The Apache Software Foundation has announced a fresh release of its platform – Apache Hadoop 3.3.0. A year and a half have passed since the last update. The platform itself is a tool for organizing distributed processing of large amounts of data using MapReduce. Hadoop includes a set of utilities, libraries, and frameworks for developing and executing distributed programs that can run on clusters of thousands of nodes.
A specialized Hadoop Distributed File System (HDFS) has been created for Hadoop, which provides data redundancy and optimization of MapReduce applications. HDFS is designed for storing large files distributed between individual nodes of a compute cluster.
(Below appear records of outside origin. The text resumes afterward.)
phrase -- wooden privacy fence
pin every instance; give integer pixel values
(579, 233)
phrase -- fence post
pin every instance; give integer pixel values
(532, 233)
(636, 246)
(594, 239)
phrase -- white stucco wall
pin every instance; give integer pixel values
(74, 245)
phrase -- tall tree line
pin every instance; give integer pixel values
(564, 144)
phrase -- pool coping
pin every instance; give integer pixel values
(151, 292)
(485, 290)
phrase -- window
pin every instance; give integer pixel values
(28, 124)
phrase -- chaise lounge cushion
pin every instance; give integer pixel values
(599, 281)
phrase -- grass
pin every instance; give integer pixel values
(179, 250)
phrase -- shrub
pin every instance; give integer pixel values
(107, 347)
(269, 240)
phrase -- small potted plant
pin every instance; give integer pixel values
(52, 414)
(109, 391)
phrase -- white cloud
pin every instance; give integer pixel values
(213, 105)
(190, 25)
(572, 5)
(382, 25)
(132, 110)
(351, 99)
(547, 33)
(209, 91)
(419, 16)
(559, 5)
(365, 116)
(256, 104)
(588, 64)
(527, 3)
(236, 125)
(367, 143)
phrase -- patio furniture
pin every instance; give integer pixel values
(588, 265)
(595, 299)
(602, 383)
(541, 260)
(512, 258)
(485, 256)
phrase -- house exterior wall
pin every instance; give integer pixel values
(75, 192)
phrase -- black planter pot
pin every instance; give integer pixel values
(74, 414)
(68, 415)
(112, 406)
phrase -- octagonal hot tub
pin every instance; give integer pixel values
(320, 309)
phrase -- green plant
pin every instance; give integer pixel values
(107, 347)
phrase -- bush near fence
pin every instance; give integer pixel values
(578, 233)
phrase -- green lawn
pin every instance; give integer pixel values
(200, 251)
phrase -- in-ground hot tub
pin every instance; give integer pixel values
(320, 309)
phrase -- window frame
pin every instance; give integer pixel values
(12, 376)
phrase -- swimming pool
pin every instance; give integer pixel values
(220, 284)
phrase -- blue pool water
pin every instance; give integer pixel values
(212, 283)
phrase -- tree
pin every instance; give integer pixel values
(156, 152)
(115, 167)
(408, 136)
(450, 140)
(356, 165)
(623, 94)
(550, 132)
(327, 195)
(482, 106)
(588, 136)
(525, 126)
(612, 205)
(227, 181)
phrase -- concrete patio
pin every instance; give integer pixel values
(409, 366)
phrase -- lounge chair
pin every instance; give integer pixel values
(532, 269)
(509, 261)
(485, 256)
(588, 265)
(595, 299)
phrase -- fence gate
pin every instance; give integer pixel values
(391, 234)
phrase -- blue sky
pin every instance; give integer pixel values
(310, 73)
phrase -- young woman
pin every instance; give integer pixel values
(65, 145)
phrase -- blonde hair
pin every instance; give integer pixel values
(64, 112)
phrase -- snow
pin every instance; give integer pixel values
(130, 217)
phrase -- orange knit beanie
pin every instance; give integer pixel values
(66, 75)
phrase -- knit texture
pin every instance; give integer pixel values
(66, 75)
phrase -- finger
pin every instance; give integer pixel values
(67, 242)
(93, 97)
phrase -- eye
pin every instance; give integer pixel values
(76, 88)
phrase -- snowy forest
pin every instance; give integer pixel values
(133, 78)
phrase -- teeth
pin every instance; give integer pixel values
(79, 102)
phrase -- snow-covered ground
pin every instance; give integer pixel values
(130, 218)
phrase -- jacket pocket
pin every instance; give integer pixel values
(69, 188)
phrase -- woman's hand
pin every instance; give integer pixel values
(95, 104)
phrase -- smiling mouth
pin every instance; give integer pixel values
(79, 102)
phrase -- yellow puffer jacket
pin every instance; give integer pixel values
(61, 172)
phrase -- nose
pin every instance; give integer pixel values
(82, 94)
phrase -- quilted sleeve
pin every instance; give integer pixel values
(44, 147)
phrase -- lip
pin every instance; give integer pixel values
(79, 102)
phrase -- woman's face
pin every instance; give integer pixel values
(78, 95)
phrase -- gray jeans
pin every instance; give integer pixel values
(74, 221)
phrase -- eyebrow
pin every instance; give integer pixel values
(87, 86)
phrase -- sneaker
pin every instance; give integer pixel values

Due to its capabilities, Hadoop is used by the largest companies and organizations. Google even granted Hadoop the right to use technologies that affect patents related to the MapReduce method.
Here is a list of the most important changes in the new version:
- ARM-based platform support
- The version of the Protobuf (Protocol buffers) format has been updated to 3.7.1. Protobuf is used to serialize structured data.
- Added Delegation Token (authentication) for S3A connector, improved support for caching 404 responses, plus improved S3guard performance and overall reliability.
- Added DNS Resolution service, which allows clients to identify servers via DNS by hostnames. Accordingly, there is no need to add all hosts in the settings.
- The YARN (Yet Another Resource Negotiator) application directory is now searchable.
- Added support for scheduling OPPORTUNISTIC containers to run via Resource Manager.
- Added support for Java 11.
- Added support for the Tencent Cloud COS file system, which is required to access COS object storage.
Because Hadoop is actively developing, the market for solutions based on it is snowballing. If, in 2019, the market volume was about $ 1.7 billion, then, according to experts, by 2024, it will reach $ 9.4 billion.